Speaker: Dr Paul Garrett

26th August 2021

Abstract: We view and process written numbers and words as part of our everyday lives. Numbers form the basis of our currency, calculus,  programming, and our representation of abstract quantities (e.g., 1000 apples). By contrast, written words represent and communicate complex ideas and semantic meanings. In this talk, Dr Paul Garrett will discuss 2 of his recent studies investigating how humans represent and process numbers and words using response-time and accuracy data, combined with recent advances in mathematical psychology. In study 1, he explores whether the word superiority effect - a measure of holistic processing in English words - is observed for Chinese characters and English words in a first-language Chinese speaking cohort. He then explores how quantities and numerals are processed and represented within both English and Chinese-speaking participants using mathematical advances in multidimensional scaling. Finally, he concludes with a general overview of his research portfolio, what he is doing now and where my work may take him into the future.

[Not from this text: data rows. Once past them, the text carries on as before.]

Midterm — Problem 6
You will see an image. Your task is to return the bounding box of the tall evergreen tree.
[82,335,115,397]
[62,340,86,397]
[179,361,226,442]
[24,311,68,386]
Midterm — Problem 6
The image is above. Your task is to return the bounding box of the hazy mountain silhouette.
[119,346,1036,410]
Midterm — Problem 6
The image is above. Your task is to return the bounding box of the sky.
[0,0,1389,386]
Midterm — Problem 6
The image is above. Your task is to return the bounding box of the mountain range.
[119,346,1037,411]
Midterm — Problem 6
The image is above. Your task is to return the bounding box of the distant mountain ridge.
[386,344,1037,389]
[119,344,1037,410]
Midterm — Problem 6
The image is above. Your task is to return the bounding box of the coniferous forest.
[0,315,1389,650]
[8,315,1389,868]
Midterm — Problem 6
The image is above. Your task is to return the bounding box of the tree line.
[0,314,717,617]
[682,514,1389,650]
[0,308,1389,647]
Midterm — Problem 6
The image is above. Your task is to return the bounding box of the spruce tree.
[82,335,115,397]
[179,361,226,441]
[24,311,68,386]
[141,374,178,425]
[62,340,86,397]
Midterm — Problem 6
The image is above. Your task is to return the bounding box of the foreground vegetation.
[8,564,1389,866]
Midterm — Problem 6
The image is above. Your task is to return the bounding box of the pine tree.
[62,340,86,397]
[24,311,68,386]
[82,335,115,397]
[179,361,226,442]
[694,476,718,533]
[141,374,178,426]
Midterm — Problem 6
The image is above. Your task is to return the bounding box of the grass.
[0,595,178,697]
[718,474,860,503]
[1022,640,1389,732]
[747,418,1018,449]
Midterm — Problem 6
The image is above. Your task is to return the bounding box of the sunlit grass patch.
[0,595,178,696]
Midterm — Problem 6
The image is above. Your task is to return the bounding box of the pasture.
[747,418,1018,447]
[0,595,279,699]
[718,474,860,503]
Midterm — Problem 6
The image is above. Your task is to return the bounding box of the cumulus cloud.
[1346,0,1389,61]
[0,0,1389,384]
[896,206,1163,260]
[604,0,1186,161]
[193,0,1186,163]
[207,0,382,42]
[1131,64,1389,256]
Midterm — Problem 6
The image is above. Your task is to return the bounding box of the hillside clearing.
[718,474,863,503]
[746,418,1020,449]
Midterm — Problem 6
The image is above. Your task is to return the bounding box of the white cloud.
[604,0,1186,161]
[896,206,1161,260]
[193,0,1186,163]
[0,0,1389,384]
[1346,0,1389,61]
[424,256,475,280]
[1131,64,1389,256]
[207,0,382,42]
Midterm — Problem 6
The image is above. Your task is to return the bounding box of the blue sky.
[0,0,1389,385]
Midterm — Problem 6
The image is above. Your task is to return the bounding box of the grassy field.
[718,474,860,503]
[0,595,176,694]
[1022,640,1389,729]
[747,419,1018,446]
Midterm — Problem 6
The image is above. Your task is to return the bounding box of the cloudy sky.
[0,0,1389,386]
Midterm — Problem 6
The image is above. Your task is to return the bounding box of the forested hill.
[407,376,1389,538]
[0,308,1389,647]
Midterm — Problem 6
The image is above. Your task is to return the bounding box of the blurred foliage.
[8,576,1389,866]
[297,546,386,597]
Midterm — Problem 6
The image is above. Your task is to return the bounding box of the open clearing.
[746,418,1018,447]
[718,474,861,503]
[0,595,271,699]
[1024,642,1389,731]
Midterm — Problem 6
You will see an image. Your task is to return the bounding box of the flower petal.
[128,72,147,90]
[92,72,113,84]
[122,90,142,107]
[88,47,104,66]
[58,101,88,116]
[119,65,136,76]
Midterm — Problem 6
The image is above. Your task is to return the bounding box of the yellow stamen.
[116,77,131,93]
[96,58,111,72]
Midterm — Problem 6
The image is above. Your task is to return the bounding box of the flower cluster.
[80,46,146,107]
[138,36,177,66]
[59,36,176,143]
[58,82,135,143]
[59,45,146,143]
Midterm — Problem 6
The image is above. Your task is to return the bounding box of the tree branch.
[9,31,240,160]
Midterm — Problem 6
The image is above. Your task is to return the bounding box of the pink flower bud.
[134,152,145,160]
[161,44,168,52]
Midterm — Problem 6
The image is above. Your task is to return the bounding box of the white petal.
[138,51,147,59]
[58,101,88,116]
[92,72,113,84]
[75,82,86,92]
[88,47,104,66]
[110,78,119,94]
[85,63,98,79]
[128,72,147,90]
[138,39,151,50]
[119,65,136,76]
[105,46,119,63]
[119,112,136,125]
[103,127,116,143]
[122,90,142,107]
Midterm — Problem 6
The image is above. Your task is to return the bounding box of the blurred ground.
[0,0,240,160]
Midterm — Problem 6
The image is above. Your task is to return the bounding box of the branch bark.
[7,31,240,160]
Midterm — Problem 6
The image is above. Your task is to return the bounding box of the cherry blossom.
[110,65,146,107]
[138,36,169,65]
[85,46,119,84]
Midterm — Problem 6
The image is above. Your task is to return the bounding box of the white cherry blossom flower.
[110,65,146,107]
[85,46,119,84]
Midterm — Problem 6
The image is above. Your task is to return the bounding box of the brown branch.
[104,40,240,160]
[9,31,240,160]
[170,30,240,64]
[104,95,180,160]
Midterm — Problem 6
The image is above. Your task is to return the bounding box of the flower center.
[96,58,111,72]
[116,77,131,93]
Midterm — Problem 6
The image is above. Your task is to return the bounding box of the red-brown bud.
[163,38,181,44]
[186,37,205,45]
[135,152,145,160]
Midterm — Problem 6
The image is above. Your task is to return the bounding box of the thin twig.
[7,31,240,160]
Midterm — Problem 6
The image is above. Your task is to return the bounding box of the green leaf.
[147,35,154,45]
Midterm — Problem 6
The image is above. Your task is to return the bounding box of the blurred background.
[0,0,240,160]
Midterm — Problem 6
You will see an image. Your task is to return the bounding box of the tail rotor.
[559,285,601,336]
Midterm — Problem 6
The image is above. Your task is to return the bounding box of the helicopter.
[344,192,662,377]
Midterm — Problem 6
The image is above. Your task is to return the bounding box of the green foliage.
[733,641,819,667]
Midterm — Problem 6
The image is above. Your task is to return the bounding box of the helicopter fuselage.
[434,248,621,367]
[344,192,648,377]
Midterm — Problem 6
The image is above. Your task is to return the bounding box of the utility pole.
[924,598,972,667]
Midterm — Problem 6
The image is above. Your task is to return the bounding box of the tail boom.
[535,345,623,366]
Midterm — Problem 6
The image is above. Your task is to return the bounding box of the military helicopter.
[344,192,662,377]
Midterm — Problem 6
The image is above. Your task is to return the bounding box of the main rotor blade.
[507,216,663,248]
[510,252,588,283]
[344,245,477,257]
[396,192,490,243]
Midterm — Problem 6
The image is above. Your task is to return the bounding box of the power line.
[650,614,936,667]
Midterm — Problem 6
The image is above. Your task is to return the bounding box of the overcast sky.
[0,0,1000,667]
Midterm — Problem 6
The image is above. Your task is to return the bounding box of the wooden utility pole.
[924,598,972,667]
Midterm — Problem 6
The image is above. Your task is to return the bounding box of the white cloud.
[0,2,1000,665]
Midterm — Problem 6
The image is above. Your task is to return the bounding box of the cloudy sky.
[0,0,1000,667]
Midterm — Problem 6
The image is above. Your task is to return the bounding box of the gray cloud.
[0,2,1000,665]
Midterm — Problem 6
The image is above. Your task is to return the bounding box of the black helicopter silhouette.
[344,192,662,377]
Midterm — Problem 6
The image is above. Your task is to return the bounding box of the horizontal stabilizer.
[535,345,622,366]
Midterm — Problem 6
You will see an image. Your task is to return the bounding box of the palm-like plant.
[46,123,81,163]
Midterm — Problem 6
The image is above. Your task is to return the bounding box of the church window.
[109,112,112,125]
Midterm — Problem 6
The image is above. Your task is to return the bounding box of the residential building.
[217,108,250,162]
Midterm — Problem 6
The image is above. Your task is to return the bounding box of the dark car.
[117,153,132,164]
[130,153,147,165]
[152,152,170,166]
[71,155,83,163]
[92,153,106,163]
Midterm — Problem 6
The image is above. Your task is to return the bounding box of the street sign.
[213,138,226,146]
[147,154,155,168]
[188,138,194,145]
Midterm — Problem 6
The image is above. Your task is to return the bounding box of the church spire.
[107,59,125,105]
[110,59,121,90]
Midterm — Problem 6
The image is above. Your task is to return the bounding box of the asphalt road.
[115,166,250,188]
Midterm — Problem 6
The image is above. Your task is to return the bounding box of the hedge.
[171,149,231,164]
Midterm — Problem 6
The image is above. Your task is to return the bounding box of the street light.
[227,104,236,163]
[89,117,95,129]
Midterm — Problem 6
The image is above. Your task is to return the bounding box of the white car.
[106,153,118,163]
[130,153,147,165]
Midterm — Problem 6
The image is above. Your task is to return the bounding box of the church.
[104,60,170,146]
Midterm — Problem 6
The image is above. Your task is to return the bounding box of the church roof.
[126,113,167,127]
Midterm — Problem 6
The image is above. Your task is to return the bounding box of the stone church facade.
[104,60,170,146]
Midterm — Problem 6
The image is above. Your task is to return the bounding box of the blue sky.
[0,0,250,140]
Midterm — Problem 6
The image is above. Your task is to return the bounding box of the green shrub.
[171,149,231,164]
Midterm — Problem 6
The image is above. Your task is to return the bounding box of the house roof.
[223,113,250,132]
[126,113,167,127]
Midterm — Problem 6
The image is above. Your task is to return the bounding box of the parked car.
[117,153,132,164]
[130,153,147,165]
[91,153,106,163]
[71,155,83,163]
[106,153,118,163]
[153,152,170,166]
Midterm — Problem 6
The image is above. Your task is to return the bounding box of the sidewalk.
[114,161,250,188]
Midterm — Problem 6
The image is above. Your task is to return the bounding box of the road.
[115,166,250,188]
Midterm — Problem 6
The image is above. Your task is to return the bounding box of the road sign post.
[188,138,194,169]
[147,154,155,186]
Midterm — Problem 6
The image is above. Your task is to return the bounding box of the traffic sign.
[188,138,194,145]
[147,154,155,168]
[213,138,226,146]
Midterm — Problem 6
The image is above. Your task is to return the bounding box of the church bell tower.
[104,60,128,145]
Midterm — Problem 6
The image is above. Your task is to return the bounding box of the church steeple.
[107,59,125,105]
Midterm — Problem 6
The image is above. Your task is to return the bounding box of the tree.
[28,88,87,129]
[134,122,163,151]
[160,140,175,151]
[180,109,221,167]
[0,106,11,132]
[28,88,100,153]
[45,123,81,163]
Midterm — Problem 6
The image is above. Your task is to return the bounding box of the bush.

Speaker Bio: Dr. Paul Garrett is a cognitive scientist at the Melbourne School of Psychological Sciences, working in both the Complex Human Data Hub and Decision Sciences Hub. His interests include cross-cultural decision making, accumulator models, COVID-19, causal modelling, and experience sampling. Paul's work spans from the minutiae of analyzing cognitive processes in individual participants, to examining psychological theories in everyday life using wearable technologies; all the way up to multi-country studies on attitudes to COVID-19 tracing technologies and vaccination passports.